By Michael Kay on May 14, 2009 at 02:18p.m.

Users sometimes imagine that just by running an application under Saxon-SA instead of Saxon-B, they will automatically get a performance boost. Sadly, this isn't the case. Sometimes Saxon-SA's more powerful optimizer will give a dramatic benefit, sometimes it will give none at all. In fact, sometimes if you move a workload to Saxon-SA without change, you see a performance regression. This is caused by the fact that Saxon-B can assume all nodes are untyped, whereas Saxon-SA can't make this assumption.

To see why it makes a difference, consider the code item[@code='A1234']. If the compiler knows that the element and attribute will both be untyped (that is, not schema-validated), then it knows that it can simply generate code to compare the string-value of the attribute with the literal 'A1234'. Equally, if there is a schema that declares the attribute to be a string, the same simple code can be generated. But if you run Saxon-SA without declaring any schema type information, the compiler doesn't know what it will find in the @code attribute: it might, for example, be typed as a list of strings (in which case it needs to compare each of those strings individually), or as a list of integers or dates, in which case it needs to be prepared to raise a type error at run-time.

In an ideal world, the answer to this would be: use a schema, and declare the types of all your variables and function parameters and results, so that the compiler has as much information as possible. If you do this, Saxon-SA will almost invariably outperform Saxon-B on common tasks like evaluating predicates. The problem is, the world isn't ideal, and people want instant gratification. They want to just switch to the commercial version of the software and see a performance improvement with no effort on their part. Which is not really that unreasonable an expectation.

In Saxon 9.1, the Configuration object has a setting setAllNodesUntyped(true), which if called at run-time, causes the compiler to generate code in the same way as Saxon-B, that is, on the assumption that at run-time, there will be no schema validation, and all nodes will be untyped. When you run Saxon-SA from the command line this is called automatically if you don't select the -sa option. But that's not a very happy solution, because if you don't select the -sa option then you don't get SA's souped-up optimizer either. If you're calling from Java however, you can create a SchemaAwareConfiguration to get the benefits of the SA optimizer, and then call setAllNodesUntyped(true) to say that it should generate code to handle untyped input documents.

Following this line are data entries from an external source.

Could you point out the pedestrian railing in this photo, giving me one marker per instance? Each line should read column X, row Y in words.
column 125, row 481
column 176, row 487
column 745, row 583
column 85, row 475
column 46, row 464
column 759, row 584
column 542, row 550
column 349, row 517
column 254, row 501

In 9.2 I'm trying to change this so the default options are the ones that give the best performance. There's a factory method Configuration.newConfiguration() which gives you the best Configuration available (if you install Saxon-EE, the new name for Saxon-SA, it will give you an EnterpriseConfiguration, which is SchemaAwareConfiguration under a new name). The option to say that all nodes are untyped is no longer at the Configuration level, but at the level of an individual XSLT or XQuery compilation, and it is now the default. If your query or stylesheet imports a schema, the setting automatically changes; the only time you really need to be aware of the switch is for the unusual case where you don't import a schema, but still want to handle schema-validated input.

On the whole this is working well, but there are still a few glitches to be ironed out. One of them is that the minimum conformance level for XQuery permits the use of "construction mode preserve", which causes element nodes to be annotated as xs:anyType rather than xs:untyped. Saxon is currently disallowing this option if the "all nodes untyped" switch is set, but it doesn't seem right to reject a conformant query under default configuration settings. Since in the absence of validation there is almost no operational difference between xs:anyType and xs:untyped, I probably need to find a way of allowing xs:anyType nodes to appear even when the all-nodes-untyped option is set.